Мама присела на стул возле чемодана:
— Ну? Что случилось?
— У нас с Таней… испортились отношения.
— Что? — удивилась Ирина Павловна. — Как же это они могли так сразу испортиться?
— А очень просто. С тех пор как Таня стала студенткой, она так воображает! Только станешь ей что-нибудь рассказывать, а она на часы смотрит. То ей в читальню надо, то на лекцию, то к подруге, то еще куда-нибудь. Скажешь ей: «Мне надо тебе что-то рассказать», а она: «Потом, сейчас не могу». Всегда, всегда ей некогда, и все мои дела для нее — пустяки. Ну вот ты не поверишь — я осталась без учебника географии. Новый предмет, такой трудный, столько названий разных, а я должна занимать книжку у девочек… Уж сколько раз я Тане жаловалась, а она все только обещает да обещает…
Рассказывая, Катя и на самом деле почувствовала, как у нее растет обида на Таню. По-настоящему она с Таней не ссорилась, но сейчас просто очень приятно было рассказывать маме, как трудно жилось без нее, и видеть, что мама, и не говоря ничего, отзывается на каждое слово.
Ирина Павловна слушала серьезно, внимательно, но потом потерла глаза — один, другой, и тут Катя заметила, что мама все-таки устала с дороги, что ей хочется спать, и еще поняла, что огорчила ее.

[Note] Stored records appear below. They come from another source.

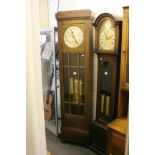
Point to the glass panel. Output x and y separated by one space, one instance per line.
66 88
73 59
106 78
82 86
127 67
65 59
105 90
74 109
82 59
74 84
67 110
82 111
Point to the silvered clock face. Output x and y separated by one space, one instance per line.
73 36
107 36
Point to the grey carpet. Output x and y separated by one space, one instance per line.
56 147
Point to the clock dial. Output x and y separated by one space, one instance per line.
73 36
107 36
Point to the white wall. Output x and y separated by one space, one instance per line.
35 126
97 6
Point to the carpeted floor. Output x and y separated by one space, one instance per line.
56 147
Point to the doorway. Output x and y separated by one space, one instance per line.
50 79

— Нет, Катенька, — сказала Ирина Павловна, снимая с нее шляпу и приглаживая ей волосы, — ты напрасно обижаешься на Таню. Ты тоже должна понять, что ей сейчас нелегко в новой обстановке. Нужно привыкнуть к профессорам, студентам… Учиться в институте не так-то просто, ты не думай! Это в школе учителя заботятся о каждом ученике, а в институте все надо самому — и конспекты составлять по книгам и лекции записывать… Если уж хочешь говорить серьезно, то раньше Таня о тебе всегда заботилась, а теперь ты сама должна подумать о ней.
В эту минуту из передней донесся звонок.